Dinnertime with the family consisted more of rice than it did pasta. We enjoyed many meals with arroz con pollo or arroz y frijoles and platanos fritos, Every birthday, my mom would bake me a special Dominican cake with merengue icing, which tasted 10 times more moist than the traditional white cake.
When I moved away to college, I had to give up those home-cooked Hispanic meals. Plus, I don’t like to cook, and it’s hard to find a restaurant that specializes in Dominican, or even Latin American food.
Miami’s Café is a quaint little Cuban restaurant in Winston-Salem.
Of course famous for its Cuban sandwich, it has a few more traditional items on the menu, some pastries and fresh milkshakes. Everything is cooked to order.
I let a few people order ahead of me so that I could familiarize myself with the menu and all the ingredients. On an errand to pick up some lunch for my husband and father-in-law, I ordered them a Cuban and a Tripleta to share.
I wasn’t thrilled with the menu at first, and was about to settle for a sandwich when I saw a tray of food come out that I didn’t see on the menu. The woman behind the counter told me about the daily special: a chicken stew with rice and beans and a side of fried sweet plantains. Yes, please.
They had a list of fresh milkshakes, and one of the options was mamey. I asked the woman what mamey was, and she had trouble describing it because that is the name of the fruit. I ordered a mango shake to be safe.
Shakira videos were playing in the background that reminded me of my middle school days when my Aunt Jeannette lived with us for a couple of years. She taught me all the words to “Estoy Aqui,” and that video was playing while I waited for my food. As I sang along, I looked up at the counter and the woman who took my order was singing along too. We smiled.
While I was waiting, I researched mamey on my iPhone. I found the mamey is a tree native to parts of Mexico, Latin America and South America, and its fruit has been described as having a sweet potato, pumpkin, cherry, red raspberry taste.

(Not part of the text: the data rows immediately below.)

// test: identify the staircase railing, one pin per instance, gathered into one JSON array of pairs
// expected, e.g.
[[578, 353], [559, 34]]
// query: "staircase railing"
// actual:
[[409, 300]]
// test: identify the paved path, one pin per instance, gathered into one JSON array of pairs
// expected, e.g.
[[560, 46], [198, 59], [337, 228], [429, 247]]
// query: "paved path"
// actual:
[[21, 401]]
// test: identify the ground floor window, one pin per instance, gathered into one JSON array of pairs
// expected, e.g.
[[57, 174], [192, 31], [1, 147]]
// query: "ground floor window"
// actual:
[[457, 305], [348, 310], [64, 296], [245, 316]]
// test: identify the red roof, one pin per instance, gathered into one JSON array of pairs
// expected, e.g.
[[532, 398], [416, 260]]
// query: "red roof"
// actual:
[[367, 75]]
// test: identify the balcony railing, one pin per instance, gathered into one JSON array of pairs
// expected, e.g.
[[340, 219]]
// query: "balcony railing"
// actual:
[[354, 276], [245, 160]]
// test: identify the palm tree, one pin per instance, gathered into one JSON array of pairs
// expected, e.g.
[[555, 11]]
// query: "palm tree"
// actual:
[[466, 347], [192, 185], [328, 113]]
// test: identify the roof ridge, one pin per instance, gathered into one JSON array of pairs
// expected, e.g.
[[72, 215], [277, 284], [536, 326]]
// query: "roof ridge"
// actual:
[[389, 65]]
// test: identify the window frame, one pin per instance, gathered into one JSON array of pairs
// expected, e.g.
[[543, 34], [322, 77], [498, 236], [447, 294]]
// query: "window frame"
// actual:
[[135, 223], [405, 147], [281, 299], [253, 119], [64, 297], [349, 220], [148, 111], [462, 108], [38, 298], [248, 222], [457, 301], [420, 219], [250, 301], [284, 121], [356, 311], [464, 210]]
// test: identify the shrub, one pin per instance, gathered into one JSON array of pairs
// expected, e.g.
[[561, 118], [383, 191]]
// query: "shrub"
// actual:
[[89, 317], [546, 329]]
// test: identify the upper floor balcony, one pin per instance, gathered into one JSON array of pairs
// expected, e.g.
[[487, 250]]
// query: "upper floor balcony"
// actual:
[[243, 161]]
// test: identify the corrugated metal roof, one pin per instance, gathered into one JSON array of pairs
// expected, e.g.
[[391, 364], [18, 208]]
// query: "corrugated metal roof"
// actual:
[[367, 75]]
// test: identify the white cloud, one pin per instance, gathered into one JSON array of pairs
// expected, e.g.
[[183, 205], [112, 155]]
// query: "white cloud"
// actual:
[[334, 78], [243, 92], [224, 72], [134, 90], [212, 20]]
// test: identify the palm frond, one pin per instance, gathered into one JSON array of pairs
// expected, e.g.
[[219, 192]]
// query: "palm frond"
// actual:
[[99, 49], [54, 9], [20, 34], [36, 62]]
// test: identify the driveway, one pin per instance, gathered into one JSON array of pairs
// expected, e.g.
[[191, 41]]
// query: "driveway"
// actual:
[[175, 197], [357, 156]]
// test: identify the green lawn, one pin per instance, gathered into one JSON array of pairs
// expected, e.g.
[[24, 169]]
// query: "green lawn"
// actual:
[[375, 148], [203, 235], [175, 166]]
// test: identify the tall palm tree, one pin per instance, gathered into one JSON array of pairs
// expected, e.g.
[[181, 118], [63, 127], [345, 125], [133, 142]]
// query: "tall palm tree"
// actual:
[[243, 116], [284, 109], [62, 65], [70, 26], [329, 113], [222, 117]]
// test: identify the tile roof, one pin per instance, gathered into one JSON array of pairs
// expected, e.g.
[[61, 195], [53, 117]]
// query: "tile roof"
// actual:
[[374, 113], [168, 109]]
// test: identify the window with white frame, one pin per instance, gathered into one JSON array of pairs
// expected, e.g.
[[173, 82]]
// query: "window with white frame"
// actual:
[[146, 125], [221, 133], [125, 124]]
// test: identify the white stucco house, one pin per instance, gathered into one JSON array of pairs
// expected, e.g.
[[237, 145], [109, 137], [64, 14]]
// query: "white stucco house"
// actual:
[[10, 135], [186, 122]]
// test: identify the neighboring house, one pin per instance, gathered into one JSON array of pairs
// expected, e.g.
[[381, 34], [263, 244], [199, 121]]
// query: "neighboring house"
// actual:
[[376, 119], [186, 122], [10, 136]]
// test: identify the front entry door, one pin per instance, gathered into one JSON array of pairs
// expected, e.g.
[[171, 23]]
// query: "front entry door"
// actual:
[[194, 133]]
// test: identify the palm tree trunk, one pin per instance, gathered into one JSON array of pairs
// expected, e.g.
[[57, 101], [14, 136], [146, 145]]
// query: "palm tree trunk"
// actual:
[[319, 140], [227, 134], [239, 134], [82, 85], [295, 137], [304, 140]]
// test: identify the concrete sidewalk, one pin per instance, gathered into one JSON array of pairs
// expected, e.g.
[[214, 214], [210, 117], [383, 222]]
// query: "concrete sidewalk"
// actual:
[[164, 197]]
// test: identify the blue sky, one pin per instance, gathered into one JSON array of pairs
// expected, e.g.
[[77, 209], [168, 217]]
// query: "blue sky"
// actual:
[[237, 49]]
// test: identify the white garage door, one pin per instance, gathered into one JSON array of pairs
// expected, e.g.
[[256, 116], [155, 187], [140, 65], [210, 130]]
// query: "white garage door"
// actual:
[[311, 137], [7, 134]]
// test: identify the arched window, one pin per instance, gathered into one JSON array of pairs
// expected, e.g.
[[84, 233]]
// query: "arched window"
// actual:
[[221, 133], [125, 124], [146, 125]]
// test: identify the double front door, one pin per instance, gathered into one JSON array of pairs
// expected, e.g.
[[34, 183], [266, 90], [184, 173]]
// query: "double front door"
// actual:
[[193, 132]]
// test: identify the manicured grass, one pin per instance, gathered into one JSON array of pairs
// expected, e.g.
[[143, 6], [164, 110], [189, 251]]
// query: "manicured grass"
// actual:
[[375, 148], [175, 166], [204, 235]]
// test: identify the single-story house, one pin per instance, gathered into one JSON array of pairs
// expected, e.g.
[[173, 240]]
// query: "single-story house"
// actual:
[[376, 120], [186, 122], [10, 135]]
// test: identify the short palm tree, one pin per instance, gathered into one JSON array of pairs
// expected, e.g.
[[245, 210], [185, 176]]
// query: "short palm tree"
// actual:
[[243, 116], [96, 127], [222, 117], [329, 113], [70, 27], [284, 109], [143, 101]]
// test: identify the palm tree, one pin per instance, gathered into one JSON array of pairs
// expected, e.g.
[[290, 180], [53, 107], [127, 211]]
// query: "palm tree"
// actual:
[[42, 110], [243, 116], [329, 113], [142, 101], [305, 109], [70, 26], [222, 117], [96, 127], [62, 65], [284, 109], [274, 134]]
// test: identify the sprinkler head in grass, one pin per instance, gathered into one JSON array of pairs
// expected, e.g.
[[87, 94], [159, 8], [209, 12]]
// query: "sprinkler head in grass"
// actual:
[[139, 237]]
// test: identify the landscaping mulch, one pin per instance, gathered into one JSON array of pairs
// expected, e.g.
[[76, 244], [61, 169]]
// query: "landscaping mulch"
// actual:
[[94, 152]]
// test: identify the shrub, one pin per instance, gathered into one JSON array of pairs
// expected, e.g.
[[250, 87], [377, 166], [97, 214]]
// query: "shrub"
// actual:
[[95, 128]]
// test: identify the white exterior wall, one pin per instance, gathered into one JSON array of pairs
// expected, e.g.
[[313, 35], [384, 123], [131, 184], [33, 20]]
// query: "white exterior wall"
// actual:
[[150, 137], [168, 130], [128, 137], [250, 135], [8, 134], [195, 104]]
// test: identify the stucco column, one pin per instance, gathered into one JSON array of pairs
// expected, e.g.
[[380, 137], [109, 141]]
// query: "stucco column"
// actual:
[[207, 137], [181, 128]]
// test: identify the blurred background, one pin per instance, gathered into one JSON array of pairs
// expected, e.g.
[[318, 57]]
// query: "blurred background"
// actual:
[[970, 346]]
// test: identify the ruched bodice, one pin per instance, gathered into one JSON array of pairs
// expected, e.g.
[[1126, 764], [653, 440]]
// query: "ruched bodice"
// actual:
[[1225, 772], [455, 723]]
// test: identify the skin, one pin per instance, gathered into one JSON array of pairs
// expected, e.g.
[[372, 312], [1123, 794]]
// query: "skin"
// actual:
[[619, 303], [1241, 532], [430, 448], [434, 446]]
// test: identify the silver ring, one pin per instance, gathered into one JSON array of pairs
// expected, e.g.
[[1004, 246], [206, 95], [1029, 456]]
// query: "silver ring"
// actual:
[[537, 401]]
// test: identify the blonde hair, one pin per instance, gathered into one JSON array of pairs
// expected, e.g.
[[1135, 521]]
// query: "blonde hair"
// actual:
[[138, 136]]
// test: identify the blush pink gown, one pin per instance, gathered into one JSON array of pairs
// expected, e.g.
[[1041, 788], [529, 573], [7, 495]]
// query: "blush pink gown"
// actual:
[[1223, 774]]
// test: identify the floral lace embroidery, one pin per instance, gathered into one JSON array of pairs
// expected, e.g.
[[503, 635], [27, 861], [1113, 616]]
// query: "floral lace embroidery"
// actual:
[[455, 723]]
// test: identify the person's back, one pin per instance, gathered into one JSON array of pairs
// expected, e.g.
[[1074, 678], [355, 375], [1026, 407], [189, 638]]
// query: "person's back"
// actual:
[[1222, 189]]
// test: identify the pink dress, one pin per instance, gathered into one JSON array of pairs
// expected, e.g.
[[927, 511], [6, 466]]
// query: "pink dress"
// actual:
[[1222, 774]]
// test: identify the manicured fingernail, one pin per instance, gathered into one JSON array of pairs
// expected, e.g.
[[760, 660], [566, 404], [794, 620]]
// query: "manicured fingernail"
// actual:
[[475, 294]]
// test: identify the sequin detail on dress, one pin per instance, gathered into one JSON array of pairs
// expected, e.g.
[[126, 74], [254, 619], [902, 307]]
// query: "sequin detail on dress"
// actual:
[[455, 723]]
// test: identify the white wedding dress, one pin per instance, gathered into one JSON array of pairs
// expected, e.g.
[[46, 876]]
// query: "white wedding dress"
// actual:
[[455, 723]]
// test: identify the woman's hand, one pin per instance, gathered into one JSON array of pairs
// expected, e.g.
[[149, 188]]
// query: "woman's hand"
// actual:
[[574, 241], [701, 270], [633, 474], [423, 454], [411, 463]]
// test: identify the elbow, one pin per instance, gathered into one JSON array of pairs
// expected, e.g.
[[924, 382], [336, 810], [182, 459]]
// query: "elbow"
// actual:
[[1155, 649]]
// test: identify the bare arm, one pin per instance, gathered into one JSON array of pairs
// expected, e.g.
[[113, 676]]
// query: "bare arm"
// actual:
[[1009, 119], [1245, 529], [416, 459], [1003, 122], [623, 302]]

About 20 minutes later, my to-go order was ready. Everything in the bag was hot and fresh, and my mango milkshake looked divine. My new friend gave me a sample of the mamey shake. I’m not sure if I tasted all the flavors it’s been compared to, or if I just thought I did, but it was subtle, sweet and delicious. It reminded me of sour sop, a fruit I tasted in Jamaica.
As I took the first sip of my milkshake, I felt like I was biting into a fresh mango. All I wanted do was keep drinking it, but I decided to ration it so that I wouldn’t run out. On my way back to High Point, I found myself thinking about the fact that I only bought one shake. Was I going to have to share it? Maybe I could find small cups and give Jason and Mark just a little bit so that they could experience how good it was, without drinking too much.
We sat down to eat together, and for the first time in a while, I felt like I was at a Hispanic dinner table again. The chicken stew was probably the best I’ve tasted, and the plantains hit a memorable sweet spot. The rice and beans, although not as good as my mom’s arroz y frijoles, were delicious enough to make me want to frequent Miami’s Café on a regular basis. Jason and Mark devoured the Cuban, but weren’t as fond of the Tripleta.
Miami’s Café is doing something right, because I’m extra excited to go home for the holidays this year. I’m preparing my meal requests as I type.